Each of these has been the subject of a past blog and requires no further explication. Rather, the current offering is meant to reflect on my observations from this same day nine years ago, when I drove up to New York City from Washington, DC for the first time since the September 11 attacks.
At the time, the then-editor-in-chief of The Atlantic Monthly, Michael Kelly, and my old friend, Benjamin C. Schwarz, the magazine’s literary editor and national editor, had asked me to keep a daily journal at the start of what they rightly guessed would be a long war.
I never kept it. A combination of the intense work pressures of that febrile, and profoundly melancholy, time combined with the nature of the work I was doing left no opportunity or scope for journal writing.
I did, though, make an inchoate attempt before abandoning the effort, and the two journal entries that follow below were the first and only two that I made.
They came to mind last night as I was reading Bob Woodward’s latest book, Obama’s Wars, which was published on Monday.

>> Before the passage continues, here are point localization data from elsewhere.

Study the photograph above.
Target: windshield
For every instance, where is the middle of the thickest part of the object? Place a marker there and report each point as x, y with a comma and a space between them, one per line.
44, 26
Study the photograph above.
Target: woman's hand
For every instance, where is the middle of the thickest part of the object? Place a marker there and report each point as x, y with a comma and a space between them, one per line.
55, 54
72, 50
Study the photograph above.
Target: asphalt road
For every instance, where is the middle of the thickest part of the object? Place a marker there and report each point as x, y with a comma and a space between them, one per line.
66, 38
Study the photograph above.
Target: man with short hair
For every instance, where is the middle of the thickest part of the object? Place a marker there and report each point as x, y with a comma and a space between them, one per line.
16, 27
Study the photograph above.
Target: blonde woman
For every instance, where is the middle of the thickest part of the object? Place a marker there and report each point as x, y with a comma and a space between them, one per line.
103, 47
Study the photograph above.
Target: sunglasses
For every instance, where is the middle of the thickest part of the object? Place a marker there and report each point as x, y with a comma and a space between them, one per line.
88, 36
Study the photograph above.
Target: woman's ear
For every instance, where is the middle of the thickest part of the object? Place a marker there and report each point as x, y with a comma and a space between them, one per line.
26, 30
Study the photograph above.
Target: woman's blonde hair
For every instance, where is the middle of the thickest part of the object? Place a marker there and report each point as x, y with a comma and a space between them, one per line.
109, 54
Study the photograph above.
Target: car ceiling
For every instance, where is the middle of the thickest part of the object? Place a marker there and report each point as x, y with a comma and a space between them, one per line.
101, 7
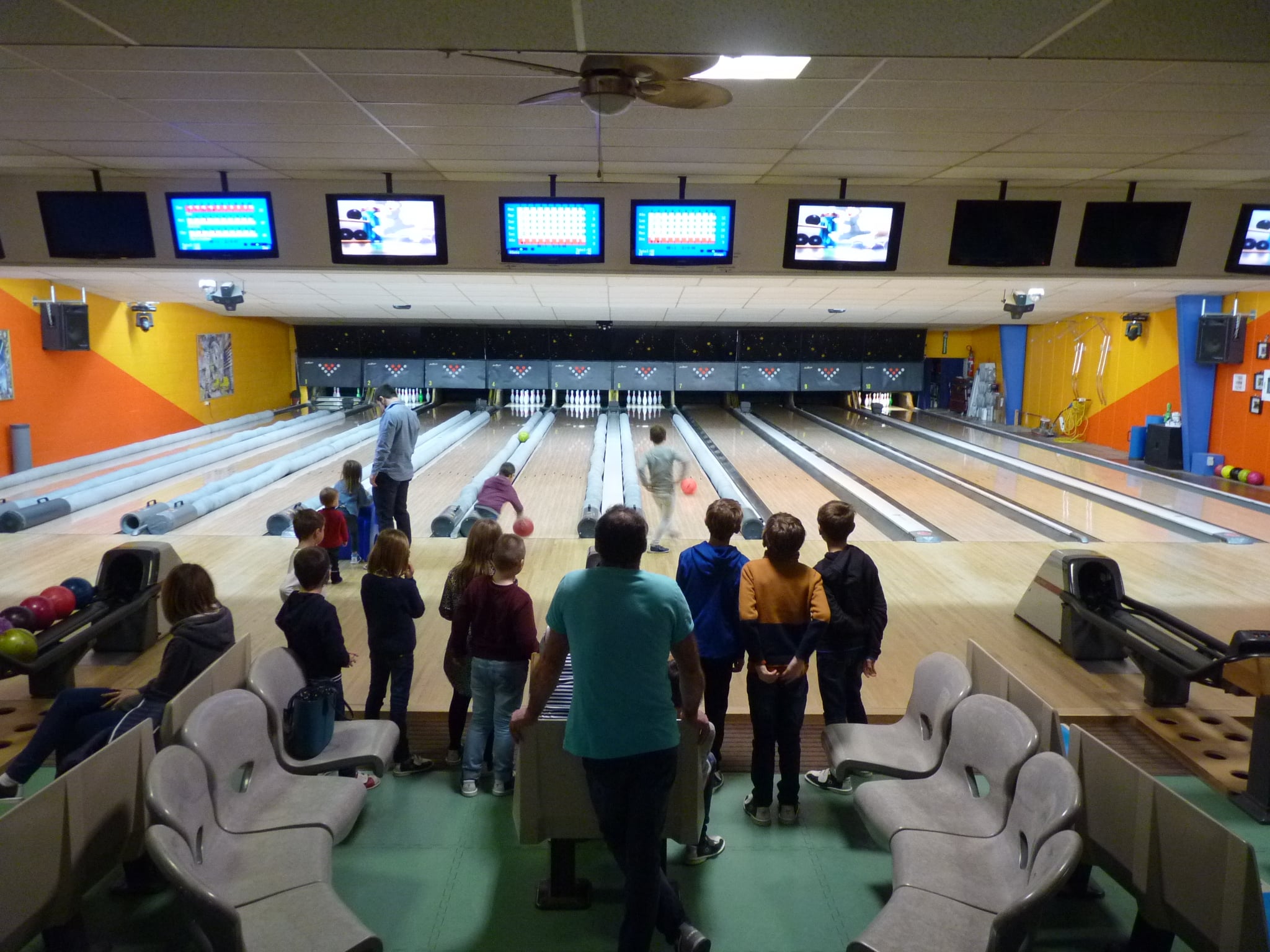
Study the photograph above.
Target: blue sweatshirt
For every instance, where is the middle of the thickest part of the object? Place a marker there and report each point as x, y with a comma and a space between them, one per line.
710, 580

The book’s discussion of the debates and framing of the Obama administration’s Afghanistan policy suggests that it’s evidently easier now to tolerate a terrorist attack and its aftermath then it was then. Woodward quotes President Obama in an on-the-record interview from July stating, “We can absorb a terrorist attack. We’ll do everything we can to prevent it, but even a 9/11, even the biggest attack ever . . . we absorbed it and we are stronger.”
Perhaps. But when I reread my lone two journal entries for September 2001 I was left with a profound disquiet born of the events from nine years ago when our world was turned upside down and a handful of repugnant, odious terrorists changed the course of history.
Saturday, September 29th 2001
Driving up to NYC through NJ Meadowlands and gazing in awe that there are no twin towers. It is remarkable how prominent a place those buildings played in the lives of those who visited as well as lived in NYC. Last night my wife was combing through family photographs to put together a scrapbook for my father's 80th birthday celebration [BH note of 9/29/10: the reason for my trip to New York City that weekend] and we were amazed how many family snaps there were with the WTC as a backdrop. None intentional. I could hardly have really focused on the WTC before. It is just testament to the extent that the Twin Towers overshadowed and dominated NYC. It was impossible, I realized, to visit the Statue of Liberty, Ellis Island or take the Circle Line cruise around Manhattan and not have at least one photo from each with the WTC in the background.
NYC is a changed place. More reminiscent of Europe at the height of their terrorism travails than the NYC I grew up in. Policemen at almost every corner; the streets around the Port Authority bus terminal blocked off and then lower Manhattan: almost too depressing for words. The West Side Highway closed below 40th Street and all traffic barred below Canal Street. All the north-south streets closed--Church, Broadway, West Broadway: blocked off with blue NYPD saw horses and guarded by phalanxes of police and state troopers. Only emergency services, residents and deliveries allowed and all trucks searched. In fact, before entering the Lincoln Tunnel, police were stationed next to the E-Z Pass lanes and were stopping vans and panel trucks and searching them. For a New Yorker (by birth): amazing. Most saddening are the endless posters pasted on lamp posts and the sides of buildings in lower Manhattan: put there by relatives and friends searching for their loved ones.
My mother, a life-long New Yorker, just remarked to my wife, "The city's sad, isn't it? The flashing lights on police cars, the saw horses and the skyline, for the first time in my life, I just don’t like coming into Manhattan."
Every store has a flag in it; almost every car displayed a flag decal.
It's the first time in my life I've ever seen the city sullen. Almost humiliated or embarrassed at having suffered so dramatic a blow to its beloved icons.
Sunday, September 30th 2001
Autumn came to NYC this morning. The sky was gray and a chill wind whipped through the streets. Somber to compliment the melancholy in evidence yesterday was how the city seemed. The fact that it seemed empty only contributed to the feeling of suspended animation. This wasn't entirely surprising given that I had awakened before 7:00am on an unappealing Sunday morning and was out the door of my hotel room shortly after to go down to what is now known as "ground zero"--the spot where the WTC once stood.